Babies born by caesarean section are more likely to be cold because the operating theatre is cold. Despite recommendations for the baby to be placed on the mother’s chest as soon as possible, this doesn’t always happen.

What she should have pointed out — but deliberately did not — is that babies born by C-section are often rescued from medical problems like fetal distress which necessitated treatment in the NICU.

What she should have pointed out — but deliberately did not — is that children born by emergency C-section are more likely to have mothers who are diabetic and obese (both of which are therefore more likely in offspring).

What she should have pointed out — but deliberately did not — is that large data sets are vulnerable to p-hacking.

Researchers look for statistically significant differences between two groups. Then they announce them as “findings” without acknowledging that any large dataset looking at multiple outcomes is bound to have random statistically significant differences that are coincidental and don’t represent real outcomes. Indeed, by definition using a p value of less than 0.001 means that almost 0.1% of the differences that appears to be statistically significant are actually due to chance and don’t represent a real finding at all.

How do you guard against p-hacking? The most important way is to recognize that it is always a possibility when analyzing large datasets; in other words, it is wrong to conclude that every statistically significant result in such an analysis is a real result.

Despite having found found NOTHING AT ALL, Dahlen proceeds to spin elaborate theories about her “findings.”

Reasons for the increased risk of longer-term problems are much less clear, but there are a couple of interesting hypotheses.

The first key theory is based on epigenentics: that life events affect how genes function and are passed on to the next generation.

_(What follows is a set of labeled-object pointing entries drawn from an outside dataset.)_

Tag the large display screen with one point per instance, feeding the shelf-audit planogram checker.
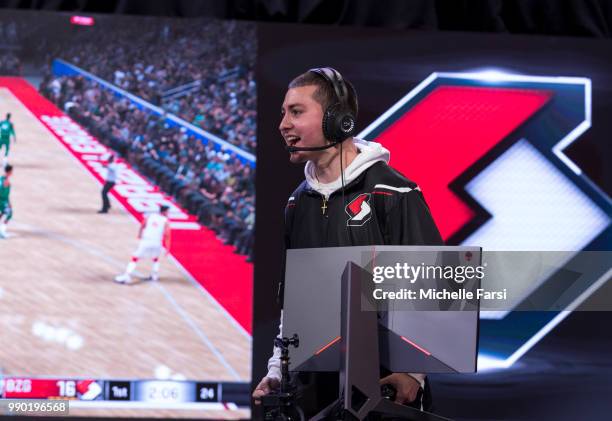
(85, 316)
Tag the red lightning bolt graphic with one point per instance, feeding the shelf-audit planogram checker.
(452, 128)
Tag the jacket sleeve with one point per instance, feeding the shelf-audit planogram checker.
(409, 221)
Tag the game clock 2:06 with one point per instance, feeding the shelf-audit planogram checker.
(18, 386)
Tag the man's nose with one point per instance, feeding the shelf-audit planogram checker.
(285, 123)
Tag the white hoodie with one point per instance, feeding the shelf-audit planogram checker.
(369, 154)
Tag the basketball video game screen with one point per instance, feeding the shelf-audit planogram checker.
(127, 213)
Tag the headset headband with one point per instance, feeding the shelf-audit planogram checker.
(334, 78)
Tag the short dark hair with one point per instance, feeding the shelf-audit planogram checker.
(325, 93)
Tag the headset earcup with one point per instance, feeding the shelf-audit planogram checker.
(329, 122)
(337, 125)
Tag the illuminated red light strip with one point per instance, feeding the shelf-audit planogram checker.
(82, 20)
(328, 345)
(423, 350)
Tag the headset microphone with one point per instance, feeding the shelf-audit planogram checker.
(292, 149)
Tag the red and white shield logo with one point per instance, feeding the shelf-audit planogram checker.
(359, 210)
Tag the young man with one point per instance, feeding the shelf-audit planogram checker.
(350, 197)
(111, 179)
(6, 131)
(154, 236)
(6, 211)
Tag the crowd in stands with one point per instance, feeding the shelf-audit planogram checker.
(212, 184)
(10, 65)
(149, 58)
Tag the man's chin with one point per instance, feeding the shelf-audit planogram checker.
(297, 157)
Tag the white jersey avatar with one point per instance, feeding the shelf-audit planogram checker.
(154, 235)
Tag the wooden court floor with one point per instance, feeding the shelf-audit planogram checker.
(61, 314)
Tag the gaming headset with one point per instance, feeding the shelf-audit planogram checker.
(339, 123)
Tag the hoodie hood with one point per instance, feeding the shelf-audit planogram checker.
(369, 154)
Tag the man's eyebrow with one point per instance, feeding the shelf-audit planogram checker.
(293, 105)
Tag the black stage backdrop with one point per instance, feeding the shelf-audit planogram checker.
(572, 17)
(385, 65)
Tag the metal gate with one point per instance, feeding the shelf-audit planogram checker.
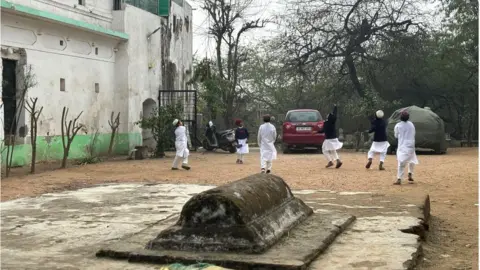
(188, 98)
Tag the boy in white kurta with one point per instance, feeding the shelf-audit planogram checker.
(241, 136)
(331, 143)
(380, 142)
(405, 133)
(267, 134)
(181, 145)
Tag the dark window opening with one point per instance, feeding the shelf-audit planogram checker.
(62, 84)
(304, 116)
(9, 97)
(148, 5)
(117, 4)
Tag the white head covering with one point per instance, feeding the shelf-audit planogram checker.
(379, 114)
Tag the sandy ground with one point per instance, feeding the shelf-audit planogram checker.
(451, 180)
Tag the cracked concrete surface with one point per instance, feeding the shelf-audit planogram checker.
(64, 230)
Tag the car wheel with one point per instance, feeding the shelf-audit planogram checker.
(206, 146)
(285, 148)
(232, 149)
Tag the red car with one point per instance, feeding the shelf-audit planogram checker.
(300, 130)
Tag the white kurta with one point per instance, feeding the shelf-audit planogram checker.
(181, 143)
(405, 133)
(331, 145)
(379, 147)
(244, 149)
(267, 134)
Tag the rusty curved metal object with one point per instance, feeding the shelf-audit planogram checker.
(248, 215)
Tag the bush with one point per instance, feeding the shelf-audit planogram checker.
(160, 123)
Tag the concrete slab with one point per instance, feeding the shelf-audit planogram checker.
(295, 251)
(65, 230)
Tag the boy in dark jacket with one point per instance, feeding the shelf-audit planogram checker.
(380, 142)
(241, 136)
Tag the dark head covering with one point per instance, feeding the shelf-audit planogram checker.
(266, 118)
(404, 116)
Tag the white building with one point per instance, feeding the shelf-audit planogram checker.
(95, 56)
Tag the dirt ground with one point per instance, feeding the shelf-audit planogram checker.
(451, 180)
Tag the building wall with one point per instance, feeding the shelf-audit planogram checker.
(55, 51)
(98, 12)
(141, 73)
(129, 73)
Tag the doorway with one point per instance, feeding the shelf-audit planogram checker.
(148, 108)
(9, 97)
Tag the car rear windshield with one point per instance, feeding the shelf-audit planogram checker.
(307, 116)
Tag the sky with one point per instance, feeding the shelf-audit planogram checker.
(203, 45)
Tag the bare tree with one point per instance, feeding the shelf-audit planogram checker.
(347, 32)
(28, 80)
(34, 115)
(114, 123)
(69, 130)
(228, 25)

Labor and birth exert a positive form of stress on the fetus, which impacts on the genes responsible for fighting off bugs, weight regulation and suppressing tumours. Too little stress (no labour and elective caesarean section) or too much stress (induced/augmented labour and instrumental birth) could impact the expression of these genes.

The second key theory is the extended hygiene hypothesis. This suggests that vaginal birth provides an important opportunity to pass gut bacteria from mother to baby to produce a healthy microbiome and protect us from illness.

If we have an unhealthy microbiome, we may be more vulnerable to infections, allergies, diabetes and obesity.

Dahlen doesn’t even asked the single most critical question.

Just as the key question for insulin and heart transplants is whether those who received it did better than they would have if they hadn’t received it, the key question for birth interventions is whether those who received them did better than they would have if they hadn’t received them.

Dahlen didn’t bother to look because that would have produced entirely different results than the demonization of interventions that drives contemporary midwifery theory.

File Dahlen’s latest paper under D for “Duh!” as well as D for “demonization.” It is not science; it’s ideology masquerading as science and it isn’t even very well disguised.